Pulwama attack on 14th February of this year brought Pakistan and India, two nuclear states on the brink of war. LOC faced high tension for at least two weeks and civilians on both sides of the LOC were the main victims of the skirmishes between two nuclear states. India didn’t only violate LOC but also breach international border by air striking the forest in the village of Balakot, KPK. This was for the first time after 1971 that international border was traversed by India. Retaliating to the aggression, Pakistan air force went across the LOC and came back with Indian air force jets chasing them. Resultantly, two Indian jets were hit and one pilot Abhi Nandhan was arrested alive. PM Imran Khan, in a peace gesture and to deescalate the border tension announced to release the arrested wing commander. After his release Imran Khan was praised nationally and internationally for the peace gesture and few of his party men demanded Nobel peace prize for him which was turned down by PM himself by tweeting that, “I am not worthy of Nobel peace prize, the person worthy of this would be the one who solves the Kashmir dispute according to the wishes of the Kashmiri people and paves the way for peace and human development in the subcontinent.” No doubt Imran Khan acted like a mature statesman.
The Pulwama attack which left 44 Indian soldiers dead and many injured, proved to be a blessing in disguise for the poor Kashmiris. The Kashmiris who have been at the receiving end of the Indian brutalities for last 70 years, got international attention. This was after 1998 nuclear tests of both India and Pakistan that world leaders really saw a danger coming for the whole world, if Kashmir remains unresolved. It is no doubt, a “nuclear flash point”, as pointed out by former US president bill Clinton.
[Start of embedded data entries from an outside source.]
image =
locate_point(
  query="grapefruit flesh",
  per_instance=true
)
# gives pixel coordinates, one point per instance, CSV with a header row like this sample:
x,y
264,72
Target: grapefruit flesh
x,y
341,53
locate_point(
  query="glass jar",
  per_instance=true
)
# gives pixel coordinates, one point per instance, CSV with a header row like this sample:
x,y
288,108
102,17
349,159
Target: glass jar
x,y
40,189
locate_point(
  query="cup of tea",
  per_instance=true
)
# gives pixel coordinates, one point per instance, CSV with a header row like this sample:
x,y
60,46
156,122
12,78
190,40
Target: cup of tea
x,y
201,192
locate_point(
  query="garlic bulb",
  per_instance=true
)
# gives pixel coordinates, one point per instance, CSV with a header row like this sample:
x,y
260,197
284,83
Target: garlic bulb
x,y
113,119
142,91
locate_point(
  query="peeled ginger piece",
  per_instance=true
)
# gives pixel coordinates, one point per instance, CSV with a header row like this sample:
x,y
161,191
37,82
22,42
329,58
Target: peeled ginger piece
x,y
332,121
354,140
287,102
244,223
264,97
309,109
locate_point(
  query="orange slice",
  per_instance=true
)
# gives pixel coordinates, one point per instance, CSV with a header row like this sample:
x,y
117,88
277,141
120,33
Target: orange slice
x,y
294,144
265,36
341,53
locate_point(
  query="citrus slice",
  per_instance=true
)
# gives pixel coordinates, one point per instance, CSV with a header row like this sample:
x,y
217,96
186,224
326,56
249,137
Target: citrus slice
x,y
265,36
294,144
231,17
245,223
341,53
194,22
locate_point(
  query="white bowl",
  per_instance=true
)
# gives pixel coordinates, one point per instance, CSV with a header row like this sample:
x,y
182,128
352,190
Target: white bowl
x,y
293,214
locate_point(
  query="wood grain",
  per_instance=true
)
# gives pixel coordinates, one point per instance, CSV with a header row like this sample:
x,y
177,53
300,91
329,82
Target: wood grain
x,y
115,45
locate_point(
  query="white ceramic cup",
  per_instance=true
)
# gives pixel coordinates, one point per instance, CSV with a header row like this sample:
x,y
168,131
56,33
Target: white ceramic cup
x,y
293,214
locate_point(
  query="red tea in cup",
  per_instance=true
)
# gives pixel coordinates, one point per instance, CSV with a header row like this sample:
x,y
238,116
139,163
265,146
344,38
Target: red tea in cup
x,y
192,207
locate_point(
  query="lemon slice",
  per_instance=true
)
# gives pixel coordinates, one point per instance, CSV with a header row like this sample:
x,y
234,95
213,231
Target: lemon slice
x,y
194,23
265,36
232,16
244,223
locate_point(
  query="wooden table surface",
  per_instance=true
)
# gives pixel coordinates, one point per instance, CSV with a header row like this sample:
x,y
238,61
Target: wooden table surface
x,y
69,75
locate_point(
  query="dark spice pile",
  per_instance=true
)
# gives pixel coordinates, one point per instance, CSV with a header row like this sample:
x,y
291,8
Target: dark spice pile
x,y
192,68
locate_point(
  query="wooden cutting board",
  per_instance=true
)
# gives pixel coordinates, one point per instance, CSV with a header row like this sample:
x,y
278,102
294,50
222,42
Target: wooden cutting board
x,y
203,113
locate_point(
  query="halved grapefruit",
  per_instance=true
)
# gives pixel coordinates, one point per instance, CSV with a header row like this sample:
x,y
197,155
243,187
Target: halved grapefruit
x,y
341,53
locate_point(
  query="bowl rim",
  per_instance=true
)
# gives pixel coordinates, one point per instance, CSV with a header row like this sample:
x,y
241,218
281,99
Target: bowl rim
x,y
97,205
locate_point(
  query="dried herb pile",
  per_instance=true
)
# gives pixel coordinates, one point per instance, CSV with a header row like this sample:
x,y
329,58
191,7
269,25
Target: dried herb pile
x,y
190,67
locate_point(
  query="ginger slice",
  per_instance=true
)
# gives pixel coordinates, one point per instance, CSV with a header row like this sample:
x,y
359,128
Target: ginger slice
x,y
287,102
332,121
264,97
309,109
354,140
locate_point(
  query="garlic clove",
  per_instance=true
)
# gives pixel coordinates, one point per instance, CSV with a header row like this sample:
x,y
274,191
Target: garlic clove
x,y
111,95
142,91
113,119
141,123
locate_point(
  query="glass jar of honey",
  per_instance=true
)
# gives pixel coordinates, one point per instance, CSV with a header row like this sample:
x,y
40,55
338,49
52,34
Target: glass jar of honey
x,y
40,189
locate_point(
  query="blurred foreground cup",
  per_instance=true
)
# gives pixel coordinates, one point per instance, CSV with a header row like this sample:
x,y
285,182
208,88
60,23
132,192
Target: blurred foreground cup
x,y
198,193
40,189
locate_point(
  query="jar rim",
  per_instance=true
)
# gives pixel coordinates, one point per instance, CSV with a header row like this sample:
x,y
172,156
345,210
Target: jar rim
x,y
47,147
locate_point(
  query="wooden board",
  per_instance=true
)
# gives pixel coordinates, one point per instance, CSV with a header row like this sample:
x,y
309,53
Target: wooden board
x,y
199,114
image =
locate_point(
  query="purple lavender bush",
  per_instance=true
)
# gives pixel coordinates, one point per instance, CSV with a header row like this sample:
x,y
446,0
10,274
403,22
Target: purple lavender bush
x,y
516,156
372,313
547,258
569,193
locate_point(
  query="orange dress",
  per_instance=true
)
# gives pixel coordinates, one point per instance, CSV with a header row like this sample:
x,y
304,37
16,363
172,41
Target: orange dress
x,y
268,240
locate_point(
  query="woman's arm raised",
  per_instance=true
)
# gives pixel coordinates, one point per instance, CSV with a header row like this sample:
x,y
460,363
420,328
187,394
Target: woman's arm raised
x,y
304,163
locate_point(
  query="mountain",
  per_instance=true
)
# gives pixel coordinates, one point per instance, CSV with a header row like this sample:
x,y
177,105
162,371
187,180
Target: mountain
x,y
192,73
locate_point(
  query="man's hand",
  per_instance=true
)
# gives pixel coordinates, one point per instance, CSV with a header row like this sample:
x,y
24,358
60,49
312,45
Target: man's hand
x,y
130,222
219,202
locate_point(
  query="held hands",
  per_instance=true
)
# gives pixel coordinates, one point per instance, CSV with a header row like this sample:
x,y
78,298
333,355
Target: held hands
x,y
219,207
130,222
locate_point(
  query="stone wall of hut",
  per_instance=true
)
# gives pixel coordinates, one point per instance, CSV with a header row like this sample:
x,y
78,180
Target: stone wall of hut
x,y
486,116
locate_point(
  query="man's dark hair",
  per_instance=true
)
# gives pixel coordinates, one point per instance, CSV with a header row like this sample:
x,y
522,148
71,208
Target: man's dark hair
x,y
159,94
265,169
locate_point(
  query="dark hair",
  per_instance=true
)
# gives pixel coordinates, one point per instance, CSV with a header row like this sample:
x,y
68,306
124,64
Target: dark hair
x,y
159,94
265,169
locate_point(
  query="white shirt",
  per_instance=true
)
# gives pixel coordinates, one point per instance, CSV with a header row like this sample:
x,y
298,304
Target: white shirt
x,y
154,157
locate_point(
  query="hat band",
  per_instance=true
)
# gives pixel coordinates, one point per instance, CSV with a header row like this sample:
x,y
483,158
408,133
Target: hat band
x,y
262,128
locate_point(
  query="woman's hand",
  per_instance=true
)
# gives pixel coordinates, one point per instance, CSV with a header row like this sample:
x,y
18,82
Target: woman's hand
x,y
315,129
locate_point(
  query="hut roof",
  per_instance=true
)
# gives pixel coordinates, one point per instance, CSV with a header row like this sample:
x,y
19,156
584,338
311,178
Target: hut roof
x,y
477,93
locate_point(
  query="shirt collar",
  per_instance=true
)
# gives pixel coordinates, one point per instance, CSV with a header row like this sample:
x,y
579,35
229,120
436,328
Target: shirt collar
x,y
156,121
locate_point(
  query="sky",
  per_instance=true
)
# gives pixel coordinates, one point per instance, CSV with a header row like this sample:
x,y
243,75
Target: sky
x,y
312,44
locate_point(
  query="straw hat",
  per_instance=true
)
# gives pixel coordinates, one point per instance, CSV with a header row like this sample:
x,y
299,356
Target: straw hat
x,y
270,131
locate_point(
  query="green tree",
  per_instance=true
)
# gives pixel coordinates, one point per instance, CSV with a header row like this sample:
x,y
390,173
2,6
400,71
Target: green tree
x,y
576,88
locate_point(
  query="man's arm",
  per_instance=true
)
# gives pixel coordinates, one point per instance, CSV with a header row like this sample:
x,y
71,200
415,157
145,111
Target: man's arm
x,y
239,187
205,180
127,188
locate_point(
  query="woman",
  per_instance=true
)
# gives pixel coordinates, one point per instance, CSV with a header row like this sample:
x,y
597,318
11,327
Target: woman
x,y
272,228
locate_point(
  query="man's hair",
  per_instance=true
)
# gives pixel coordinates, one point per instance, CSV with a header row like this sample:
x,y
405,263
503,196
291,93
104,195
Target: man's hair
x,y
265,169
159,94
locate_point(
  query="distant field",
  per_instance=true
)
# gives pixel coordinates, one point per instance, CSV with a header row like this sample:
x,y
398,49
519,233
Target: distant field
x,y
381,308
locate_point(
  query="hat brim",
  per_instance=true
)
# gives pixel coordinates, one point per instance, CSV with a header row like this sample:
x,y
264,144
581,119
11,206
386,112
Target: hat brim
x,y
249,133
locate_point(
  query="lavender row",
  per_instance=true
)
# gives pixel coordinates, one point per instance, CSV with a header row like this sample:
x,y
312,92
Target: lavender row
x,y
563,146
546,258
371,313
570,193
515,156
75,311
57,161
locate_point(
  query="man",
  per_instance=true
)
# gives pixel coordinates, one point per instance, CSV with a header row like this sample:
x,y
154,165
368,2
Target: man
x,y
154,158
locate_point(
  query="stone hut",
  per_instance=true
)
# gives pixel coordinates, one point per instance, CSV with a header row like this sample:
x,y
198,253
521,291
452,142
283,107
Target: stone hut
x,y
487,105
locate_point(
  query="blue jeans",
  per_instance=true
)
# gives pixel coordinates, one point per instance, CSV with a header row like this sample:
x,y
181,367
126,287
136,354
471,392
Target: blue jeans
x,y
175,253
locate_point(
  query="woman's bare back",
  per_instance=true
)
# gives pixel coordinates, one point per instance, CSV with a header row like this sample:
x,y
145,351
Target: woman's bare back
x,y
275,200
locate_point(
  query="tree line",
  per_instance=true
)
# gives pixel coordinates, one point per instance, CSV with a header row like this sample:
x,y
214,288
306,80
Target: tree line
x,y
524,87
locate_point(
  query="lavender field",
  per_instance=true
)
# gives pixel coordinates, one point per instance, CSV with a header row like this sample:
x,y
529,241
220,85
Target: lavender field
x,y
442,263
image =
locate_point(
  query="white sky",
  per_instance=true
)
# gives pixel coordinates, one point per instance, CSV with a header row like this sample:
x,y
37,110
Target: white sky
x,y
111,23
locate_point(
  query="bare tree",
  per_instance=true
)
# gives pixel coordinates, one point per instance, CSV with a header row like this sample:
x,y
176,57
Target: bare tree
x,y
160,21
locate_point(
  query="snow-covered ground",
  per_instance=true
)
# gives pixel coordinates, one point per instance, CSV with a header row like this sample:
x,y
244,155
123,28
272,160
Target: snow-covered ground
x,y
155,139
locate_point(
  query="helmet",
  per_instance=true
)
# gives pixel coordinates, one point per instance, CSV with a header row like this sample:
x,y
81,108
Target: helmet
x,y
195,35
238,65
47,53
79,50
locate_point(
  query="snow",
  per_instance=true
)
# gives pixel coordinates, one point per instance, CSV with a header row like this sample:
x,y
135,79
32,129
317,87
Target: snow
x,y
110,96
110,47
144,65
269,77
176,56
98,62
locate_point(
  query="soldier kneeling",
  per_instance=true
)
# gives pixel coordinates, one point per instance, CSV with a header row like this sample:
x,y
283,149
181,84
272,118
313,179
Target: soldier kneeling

This is the real opportunity for Pakistan and Kashmiris to raise their voice on international forums as world is concerned about the present situation. The international media has given ample coverage to the issue and has for the first time Kashmir issue, after many years, have come to the world stage seriously. The world leaders have called both India and Pakistan to negotiate final settlement of the Kashmir conflict. Countries like China, USA, UK, KSA, Turkey and other major international players have shown grave concern viz a viz border tension. Few heads of the states have offered for mediating the dialogues between two states.
Now, it is the responsibility of the government of Pakistan to cease this break and let Kashmiris advocate their case internationally. The so called hinderance in internationalization of the Kashmir conflict is Simla agreement of 1972. Let’s demystify the supposition:
The internationalization of the Kashmir conflict has been negated by the India, especially after 1972 Simla agreement between India and Pakistan. India focuses on the first half of the article two, sub section two, of the Simla agreement which states that, “the two countries are resolved to settle their differences by peaceful means through bilateral negotiations”. India deliberately does not mention the second half which states that “or by any other peaceful means mutually agreed
upon between them.” Here “peaceful means mutually agreed upon” could be referred as the UN, as India itself took the Kashmir issue to the UN. Secondly, in the first sub clause of article 2, it clearly states that, “the principles and purposes of the Charter of the United Nations shall govern the relations between the two countries.” So, it is misleading on the behalf of India that Kashmir conflict is a bilateral issue between Pakistan and India.
Additionally, Simla agreement does not restrict Pakistan to Internationalize the Kashmir conflict. Moreover, Kashmiris are not a party to the Simla agreement, so they should be empowered to plead their case on the global forums. Their voice will be well received as the main stakeholders of the conflict. Let Kashmiris take the lead.
The same agreement also nullifies the claim of India that Kashmir is an integral part of India. The last article states, “Both Governments agree that their respective Heads will meet again at a mutually convenient time in the future and that, in the meanwhile, the representatives of the two sides will meet to discuss further the modalities and arrangements for the establishment of durable peace and normalization of relations, including the questions of prisoners of war and civilian internees, a final settlement of Jammu and Kashmir and the resumption of diplomatic relations.” Here, the final settlement of Jammu and Kashmir conflict is accepted and signed by the than Indian premier, Indira Gandhi herself. So, this must be emphasized on the world stage and narrative of India should be challenged in context to the Simla agreement, that India quotes frequently.
It is also worthy to mention that recently European parliament had a debate over the Kashmir conflict. In current scenario, 40 MP’s of the European parliament have written letters to both Indian and Pakistani premiers, asking them to enter dialogue to resolve the tension between the two countries. Pakistan should welcome the statements and efforts of the world community and must expose the unwillingness and stubbornness of the Indian state, not coming to the dialogues table.
Policy makers in Pakistan must decide to send special envoys to important world capitals and to significant organizations, to gather the maximum support for Kashmir cause. The thing to be kept in mind is that this time the envoys should not only be well prepared but also be comprised of Kashmiris who may plead their case effectively globally with an unbiased lens of international community as it is ready to listen to the wounded Kashmiris.